En güzel umut, şairin göğsünden dizelerine uzanandır. Haziran anması olsun istedim bu yazı. Okurun vefalı olanı da güzeldir, şairin yolunu yol bilen de. Bildiğim nice isim var yeryüzüne adını bırakan, gökyüzünü sınırsız kılan, geride dize dize ateş ve yaşamak olan. Bir Ahmed Arif geçti yaşamımdan bir de Leyla’sı… Altmıştan fazla mektup dizmiştir Ahmed Arif karşılıksız aşkına. Zengin bir dil, yaşam telaşı ve en önemlisi de aşkı. Aşk demişken ne de güzel dile geliyor şair: ‘Yokluğun, cehennemin öbür adıdır
Üşüyorum, kapama gözlerini…’
Hepimizin aşklarını ve yaralarını taşıyor şair omzunda. Bilmeden yazıyor dizeleri, kime ses olacağını düşünmeden, yüreğini bölüşerek, acısını hafifleterek. Üzerinden ne kadar zaman geçerse geçsin hepimizin sesi değil mi Ahmed Arif. Yeri geldi namerde seslendi yeri geldi emeğin sömürüsüne, kendinden geçip zulme bağırdı da uyandırdı yaşam telaşına düşenleri. Otuz dört yıldır bedeni olmasa da sözleri, sesi bizimle. Haziran şairimin şiirinden bir bölüm bırakıyorum sevgili okuyuculara. İster kendi sesinizden ister ustanın sesinden dinleyin ama muhakkak günü şiirle süsleyin.

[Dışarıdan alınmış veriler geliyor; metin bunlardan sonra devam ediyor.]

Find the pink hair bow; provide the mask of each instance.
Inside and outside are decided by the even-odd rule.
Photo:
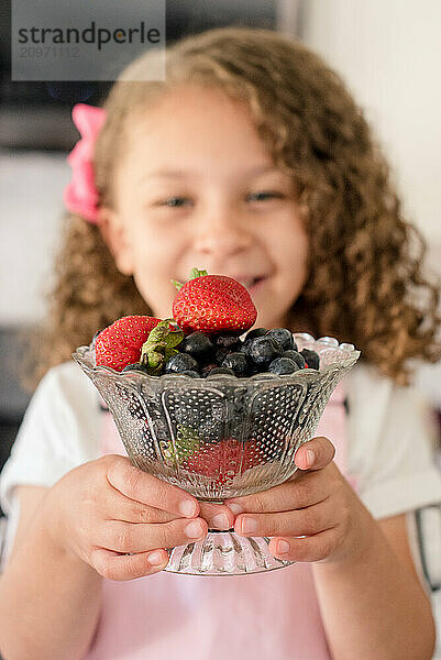
[[[64,190],[63,199],[69,211],[96,223],[99,196],[95,185],[92,156],[97,135],[106,121],[106,110],[87,103],[76,103],[71,110],[71,118],[81,139],[67,156],[73,175]]]

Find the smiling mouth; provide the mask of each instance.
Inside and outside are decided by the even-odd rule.
[[[257,277],[251,277],[250,279],[238,279],[247,290],[257,288],[265,279],[267,279],[267,275],[258,275]]]

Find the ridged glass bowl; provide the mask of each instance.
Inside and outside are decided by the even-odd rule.
[[[294,455],[313,437],[333,389],[360,352],[337,339],[295,333],[298,350],[320,355],[320,370],[247,378],[219,374],[150,376],[96,366],[91,346],[73,358],[98,388],[132,463],[206,502],[276,486],[297,470]],[[170,551],[166,571],[233,575],[278,569],[268,539],[209,530]]]

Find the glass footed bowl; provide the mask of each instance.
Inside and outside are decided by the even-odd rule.
[[[320,370],[238,378],[150,376],[96,366],[95,350],[74,360],[109,407],[132,463],[206,502],[276,486],[297,470],[294,455],[310,440],[333,389],[359,359],[352,344],[295,333],[298,350],[320,355]],[[289,565],[269,539],[209,530],[202,541],[169,551],[166,571],[238,575]]]

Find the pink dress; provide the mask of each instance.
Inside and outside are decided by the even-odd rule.
[[[334,391],[316,436],[335,446],[345,471],[344,395]],[[125,454],[109,413],[102,453]],[[86,660],[331,660],[311,565],[209,578],[161,572],[103,582],[97,635]]]

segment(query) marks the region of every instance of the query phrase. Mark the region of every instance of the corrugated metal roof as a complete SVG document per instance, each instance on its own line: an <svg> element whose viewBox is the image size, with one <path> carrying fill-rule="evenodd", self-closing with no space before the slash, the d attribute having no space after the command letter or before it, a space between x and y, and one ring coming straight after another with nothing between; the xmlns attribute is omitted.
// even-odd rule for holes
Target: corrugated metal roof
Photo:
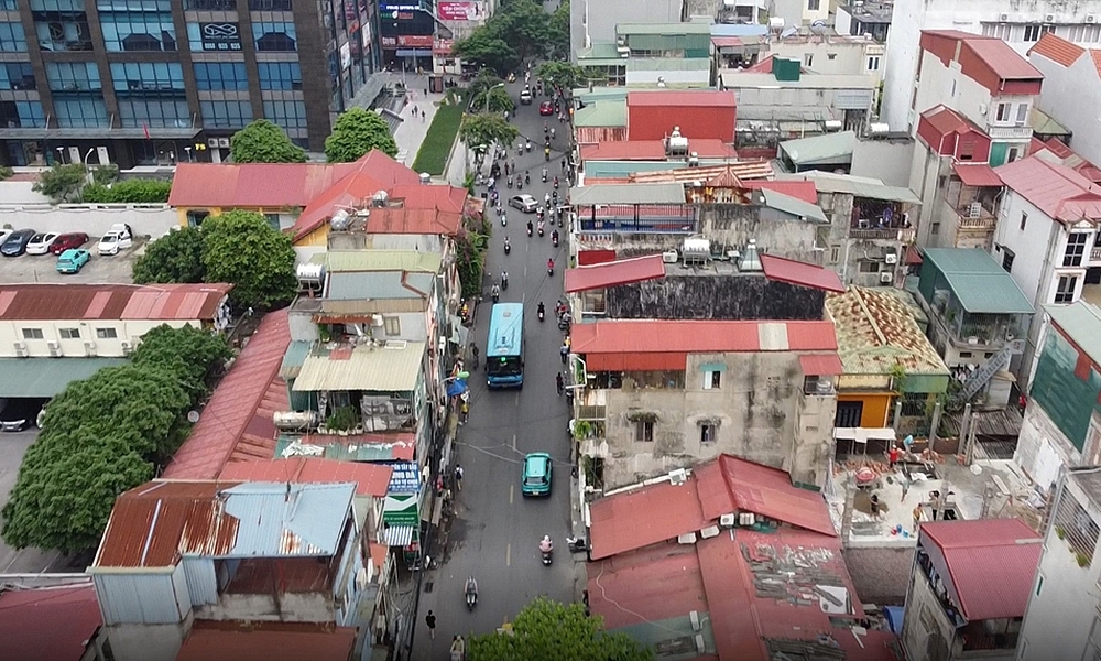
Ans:
<svg viewBox="0 0 1101 661"><path fill-rule="evenodd" d="M820 289L828 292L843 292L844 285L837 273L829 269L816 267L794 259L784 259L772 254L761 256L761 266L764 267L764 277L768 280L787 282Z"/></svg>
<svg viewBox="0 0 1101 661"><path fill-rule="evenodd" d="M0 592L4 661L76 661L102 624L90 582Z"/></svg>
<svg viewBox="0 0 1101 661"><path fill-rule="evenodd" d="M838 355L847 375L947 375L948 367L929 344L914 315L897 296L850 286L827 294L826 311L837 327Z"/></svg>
<svg viewBox="0 0 1101 661"><path fill-rule="evenodd" d="M235 462L222 468L218 478L260 483L355 483L357 495L381 498L386 495L393 472L383 464L293 457Z"/></svg>
<svg viewBox="0 0 1101 661"><path fill-rule="evenodd" d="M595 204L685 204L682 184L597 184L569 189L574 206Z"/></svg>
<svg viewBox="0 0 1101 661"><path fill-rule="evenodd" d="M1044 312L1094 364L1101 365L1101 308L1075 301L1070 305L1045 305Z"/></svg>
<svg viewBox="0 0 1101 661"><path fill-rule="evenodd" d="M925 262L944 274L963 310L973 313L1032 314L1032 303L1005 269L978 248L926 248Z"/></svg>
<svg viewBox="0 0 1101 661"><path fill-rule="evenodd" d="M566 270L566 292L584 292L665 278L661 254L648 254Z"/></svg>
<svg viewBox="0 0 1101 661"><path fill-rule="evenodd" d="M936 544L948 564L946 586L968 620L1024 617L1044 550L1021 519L922 523L919 541Z"/></svg>
<svg viewBox="0 0 1101 661"><path fill-rule="evenodd" d="M852 150L855 147L855 131L825 133L811 138L786 140L780 143L780 149L796 165L851 162Z"/></svg>
<svg viewBox="0 0 1101 661"><path fill-rule="evenodd" d="M290 344L287 311L268 314L173 455L165 478L214 479L238 451L243 456L271 456L272 414L290 407L286 382L279 376Z"/></svg>
<svg viewBox="0 0 1101 661"><path fill-rule="evenodd" d="M444 258L418 250L329 250L318 256L329 271L439 272Z"/></svg>
<svg viewBox="0 0 1101 661"><path fill-rule="evenodd" d="M424 362L423 342L395 343L391 348L360 345L328 348L319 345L302 365L295 392L364 390L410 392L416 388ZM399 348L400 347L400 348Z"/></svg>
<svg viewBox="0 0 1101 661"><path fill-rule="evenodd" d="M348 661L356 628L290 622L196 620L175 661Z"/></svg>
<svg viewBox="0 0 1101 661"><path fill-rule="evenodd" d="M54 397L73 381L129 362L129 358L0 358L0 397Z"/></svg>
<svg viewBox="0 0 1101 661"><path fill-rule="evenodd" d="M231 284L0 284L0 319L212 321Z"/></svg>
<svg viewBox="0 0 1101 661"><path fill-rule="evenodd" d="M1056 220L1101 220L1101 186L1066 165L1032 155L994 172L1010 189Z"/></svg>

‘ hani kurşun sıksan geçmez geceden…’
gelgelelim,
beter, bize kısmetmiş.
ölüm, böyle altı okka koymaz adama,
susmak ve beklemek, müthiş
Orhan Kemal, Ahmet Haşim, Cahit Zarifoğlu bir de Nazım var bizi Haziran’da terk eden. Bütün ölümler değil midir bizi eşit mevkide birleştiren. İşte bu yüzden söz uçar yazı kalır. Beden ve ruh gibi. Onlardan geriye nice dize var ruhlarını bizimle buluşturan. Hasan Hüseyin Korkmazgil’in Orhan Kemal anısına yazmış olduğu şiirle başlayıp onunla bitirmek istedim. On üç yıl sonra özümsemiş gidişini. Sizi özümseyecek dostlarınız olsun.
İyi ki geldiler iyi ki geçtiler kalbimizden.
‘gece leylâk
ve tomurcuk kokuyor
bir basın işçisiyim
elim yüzüm üstüm başım gazete
geçsem de gölgesinden tankların tomsonların
şuramda bir çalıkuşu ötüyor
uy anam anam
haziranda ölmek zor!’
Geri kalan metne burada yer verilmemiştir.